I am confused about the "hash".
Several domains within components of an email may reference an
originating administration. This includes the EHLO, SMTP MAILFROM,
the PRA, From, Sender, etc. While the DKIM signature provides a
means to authenticate who provided content, often this alone will not
be enough to prevent a replay problem. There is also a problem of
bounces spoofing a DKIM signed message. BATV allows spoofed bounces
to be discarded. But to use BATV, those using the email-address must
always send through a system that adds the BATV signature. In
addition, BATV can not prevent the bounce traffic from being
initially accepted either.
A better solution can handle the replay problem, and spoofed bounces,
and any unsigned message that should be signed.
Senders would do the following:
a) Provide an MX record that does not use a wildcard.
b) Provide a default policy record.
c) Provide associated domain policy records.

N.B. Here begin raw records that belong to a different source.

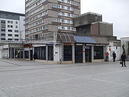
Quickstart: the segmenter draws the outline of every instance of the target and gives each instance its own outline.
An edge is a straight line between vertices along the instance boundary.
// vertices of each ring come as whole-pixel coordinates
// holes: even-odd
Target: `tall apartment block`
[[[74,33],[72,18],[80,15],[80,0],[25,0],[26,39],[44,33]]]
[[[20,41],[25,39],[24,14],[0,11],[0,40]]]

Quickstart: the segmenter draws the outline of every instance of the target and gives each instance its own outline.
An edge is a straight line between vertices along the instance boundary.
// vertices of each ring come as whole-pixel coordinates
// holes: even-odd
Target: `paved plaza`
[[[129,65],[0,59],[0,97],[129,97]]]

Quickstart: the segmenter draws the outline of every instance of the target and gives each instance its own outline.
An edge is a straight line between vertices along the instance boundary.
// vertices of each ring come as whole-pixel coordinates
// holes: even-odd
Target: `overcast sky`
[[[0,0],[0,10],[24,13],[25,0]],[[114,35],[129,37],[129,0],[81,0],[81,13],[96,12],[113,23]]]

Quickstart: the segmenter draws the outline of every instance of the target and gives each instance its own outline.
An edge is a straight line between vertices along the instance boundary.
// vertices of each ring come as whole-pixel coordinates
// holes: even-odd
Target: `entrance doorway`
[[[91,46],[86,46],[85,47],[85,61],[86,62],[92,62]]]
[[[75,63],[83,63],[83,46],[75,46]]]

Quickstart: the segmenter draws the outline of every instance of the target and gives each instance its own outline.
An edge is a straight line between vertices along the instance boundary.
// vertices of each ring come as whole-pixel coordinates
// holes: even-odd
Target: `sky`
[[[0,0],[0,10],[24,13],[25,0]],[[81,14],[95,12],[113,23],[114,36],[129,37],[129,0],[81,0]]]

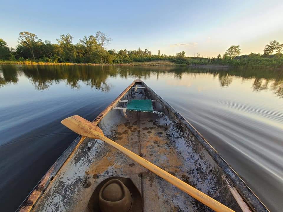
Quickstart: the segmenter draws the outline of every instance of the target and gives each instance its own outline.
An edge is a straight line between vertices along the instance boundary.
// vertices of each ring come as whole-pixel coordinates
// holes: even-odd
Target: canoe
[[[235,211],[269,211],[192,125],[142,80],[134,80],[93,123],[106,137]],[[107,143],[80,136],[17,211],[94,211],[90,200],[96,188],[114,176],[132,182],[145,212],[213,211]]]

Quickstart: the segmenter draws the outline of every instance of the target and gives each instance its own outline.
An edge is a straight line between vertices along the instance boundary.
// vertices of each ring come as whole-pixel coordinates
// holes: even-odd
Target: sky
[[[24,31],[53,43],[69,33],[75,44],[101,31],[113,39],[107,49],[205,57],[223,55],[233,45],[242,54],[263,54],[269,41],[283,43],[282,0],[0,0],[0,38],[12,47]]]

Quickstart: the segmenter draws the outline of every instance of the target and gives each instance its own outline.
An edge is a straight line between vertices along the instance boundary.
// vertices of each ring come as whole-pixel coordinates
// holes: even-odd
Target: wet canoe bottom
[[[190,133],[178,132],[166,115],[112,110],[98,126],[106,136],[236,211],[241,209],[223,172]],[[86,139],[61,168],[35,211],[91,211],[99,183],[114,176],[130,178],[142,193],[144,212],[210,211],[211,209],[100,140]]]

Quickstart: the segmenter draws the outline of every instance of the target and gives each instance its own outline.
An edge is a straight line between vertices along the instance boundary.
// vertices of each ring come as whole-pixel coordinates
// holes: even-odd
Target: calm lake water
[[[139,78],[178,111],[271,211],[283,208],[283,71],[0,66],[0,208],[14,211],[77,135]]]

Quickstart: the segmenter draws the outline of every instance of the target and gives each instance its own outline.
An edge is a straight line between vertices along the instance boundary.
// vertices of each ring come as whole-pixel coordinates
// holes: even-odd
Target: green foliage
[[[147,49],[143,50],[140,48],[137,50],[124,49],[117,51],[112,49],[107,51],[105,46],[112,39],[101,32],[97,32],[95,36],[85,36],[76,44],[72,43],[73,37],[69,34],[61,35],[57,39],[57,44],[52,44],[49,41],[43,42],[36,34],[29,32],[20,32],[19,34],[19,44],[14,49],[9,49],[6,43],[0,39],[0,59],[9,59],[19,64],[36,64],[37,62],[40,64],[57,64],[58,62],[64,64],[67,62],[69,64],[73,64],[72,63],[121,64],[161,61],[161,63],[171,65],[175,64],[178,66],[279,67],[283,65],[283,55],[281,54],[283,44],[280,44],[276,41],[271,41],[266,46],[265,54],[262,55],[251,53],[249,55],[239,56],[241,53],[239,46],[232,46],[222,58],[220,54],[216,57],[204,58],[200,57],[199,52],[196,57],[186,57],[185,52],[183,51],[177,52],[175,56],[161,55],[160,50],[158,54],[153,55]],[[271,54],[274,51],[277,53]],[[17,62],[17,60],[18,62]],[[1,62],[9,63],[7,61]]]
[[[233,59],[241,53],[241,49],[240,46],[231,46],[225,52],[224,57],[229,57],[231,59]]]
[[[270,41],[269,44],[265,45],[265,48],[264,50],[264,54],[266,55],[272,54],[275,50],[277,53],[280,54],[282,52],[283,48],[283,44],[280,44],[279,42],[276,40],[273,41]]]
[[[11,52],[7,43],[0,38],[0,59],[7,59],[10,56]]]

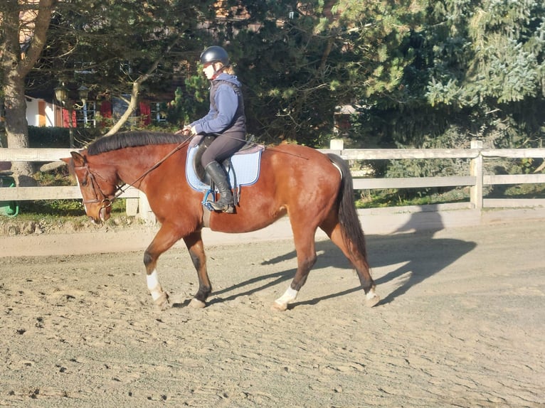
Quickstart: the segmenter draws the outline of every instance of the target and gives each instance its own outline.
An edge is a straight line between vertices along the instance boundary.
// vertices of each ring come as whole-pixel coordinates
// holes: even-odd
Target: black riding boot
[[[235,203],[233,201],[233,193],[227,179],[227,173],[219,163],[214,161],[211,161],[204,171],[210,176],[220,193],[220,199],[210,203],[212,208],[223,213],[234,213]]]

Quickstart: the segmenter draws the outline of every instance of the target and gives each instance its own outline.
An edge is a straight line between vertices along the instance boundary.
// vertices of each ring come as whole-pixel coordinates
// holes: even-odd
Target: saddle
[[[197,135],[193,138],[187,149],[186,178],[194,190],[207,195],[211,193],[211,181],[201,164],[205,150],[214,140],[214,136]],[[250,141],[230,159],[221,164],[229,176],[229,183],[233,190],[235,204],[238,204],[240,188],[251,186],[259,178],[261,153],[265,147]],[[205,198],[206,200],[206,198]]]

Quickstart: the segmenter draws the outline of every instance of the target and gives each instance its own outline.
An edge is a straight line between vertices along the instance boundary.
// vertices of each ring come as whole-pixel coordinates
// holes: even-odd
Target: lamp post
[[[64,82],[57,86],[54,90],[55,98],[60,102],[63,107],[68,111],[68,134],[70,135],[70,147],[74,147],[74,129],[72,123],[72,115],[74,108],[83,109],[84,122],[87,122],[87,98],[89,97],[89,88],[85,85],[81,85],[78,88],[78,97],[83,102],[78,105],[75,102],[73,103],[70,100],[70,93],[68,89],[65,86]],[[62,110],[61,110],[62,112]]]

Recipients can then do the following:
i) Check for the existence of MX record when no domain specific
policy record exists.
ii) Check for the existence of a default policy record when an MX
record exists.
When an MX record is not found for an email-domain, refuse the
message. (See note below.)
When no policy record is found at the location of the MX record,
there is no policy.
When a message is from a domain having replay abuse problems:
(Perhaps as indicated in originator's default policy.)
- Check for a domain specific policy record for the EHLO hostname.
(Checking for a domain specific policy record would precede a check
for a default policy when domain specific policies become common.)
When a message might be bounced by subsequent handling then: (This
is only known by the recipient.)
- Check for a domain specific policy record for the SMTP MAILFROM.
Hostname policies are located by:
a) Excluding the leftmost label of hostname, and converting the
remaining domain into a base32 encoded SHA1 hash.
b) Adding a rightmost prefix to the hash indicating that the policy
requested is for a hostname, such as:
_SMTP_H
_SMTP-ALL (default excludes leftmost hash)
b) Placing the base32 encoded SHA1 hash of the domain and prefix
below the originating email-domain in question.
When DKIM and email address domains differ, email-address domain
policies are located by:
a) Converting the DKIM domain into a base32 encoded SHA1 hash.
b) Adding a prefix to the hash indicate the policy requested is for
a specific field or parameter such as:
_DKIM-MF
_DKIM-PRA
_DKIM-F
_DKIM-S
_DKIM-ALL (default excludes leftmost hash)
b) Placing the base32 encoded SHA1 hash of the domain and prefix
below the email-address domain in question.
When the default hostname policy indicates a message MUST be from an
associated SMTP client, but the associated hostname policy does not
exist, refuse the message.
When the default email-address domain policy indicates the email-
address must be signed by an associated domain, but the associated
DKIM domain policy does not exist, refuse the message.
Note:
When refusing messages that fail to have an MX record is decided to
be too problematic, then all A and AAAA records must also include a
default policy at the same level. Such records will not collide with
any existing records due to the prefix. At least there is no
searching for a record. Hopefully, over time the use of A or AAAA
records in place of MX records can be obsoleted to eliminate this
need to publish policies at every A or AAAA record location.